Signal transduction of fibroblast growth factor (FGF) receptors is known to involve tyrosine phosphorylation of several substrates, including Grb2, phospholipase C‐γ, and phosphatidylinositol 3‐kinase, whereas the role of G‐proteins in FGF receptor signaling is controversial. In the present study we investigated the role of G‐proteins in FGF receptor signaling in rat pancreatic acini. Immunological analysis revealed the presence of FGF receptor and phospholipase C‐γ1 in rat pancreatic acini. Both basic fibroblast growth factor (FGF‐2) and guanosine 5′‐(γ‐O‐thio)triphosphate (GTPγS) caused an increase in inositol 1,4,5‐trisphosphate (1,4,5‐IP 3 ) production and amylase release. Combined stimulation of the acini with GTPγS and FGF‐2 led to a decrease of these responses as compared to the effect of the single substances. When pancreatic acini were preincubated with FGF‐2 (1 nM) or vehicle (water) ADP‐ribosylation of the α‐subunit of G i ‐type G‐proteins by pertussis toxin was reduced in membranes prepared from FGF‐2 pretreated acini as compared to control acini, suggesting functional interaction of FGF receptors with G i ‐proteins.

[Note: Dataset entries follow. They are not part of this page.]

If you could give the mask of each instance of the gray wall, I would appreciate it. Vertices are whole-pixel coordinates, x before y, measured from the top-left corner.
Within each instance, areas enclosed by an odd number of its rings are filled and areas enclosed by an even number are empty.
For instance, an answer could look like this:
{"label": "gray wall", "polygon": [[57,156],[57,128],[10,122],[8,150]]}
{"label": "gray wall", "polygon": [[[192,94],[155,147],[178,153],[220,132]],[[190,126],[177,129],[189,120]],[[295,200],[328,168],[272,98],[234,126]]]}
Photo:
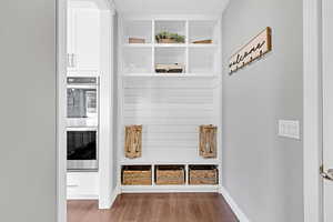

Pretreatment of acini with pertussis toxin which inhibits G i ‐type G‐proteins abolished the inhibitory effect of GTPγS on FGF‐induced 1,4,5‐IP 3 production and amylase release, whereas the stimulatory effects of FGF‐2 and GTPγS on these parameters remained unchanged. In conclusion, these results show communication of FGF receptors and G i ‐type G‐proteins and that G i ‐type G‐proteins exert an inhibitory influence on FGF‐induced activation of phosphoinositide‐specific phospholipase C in pancreatic acinar cells. © 1996 Wiley‐Liss, Inc.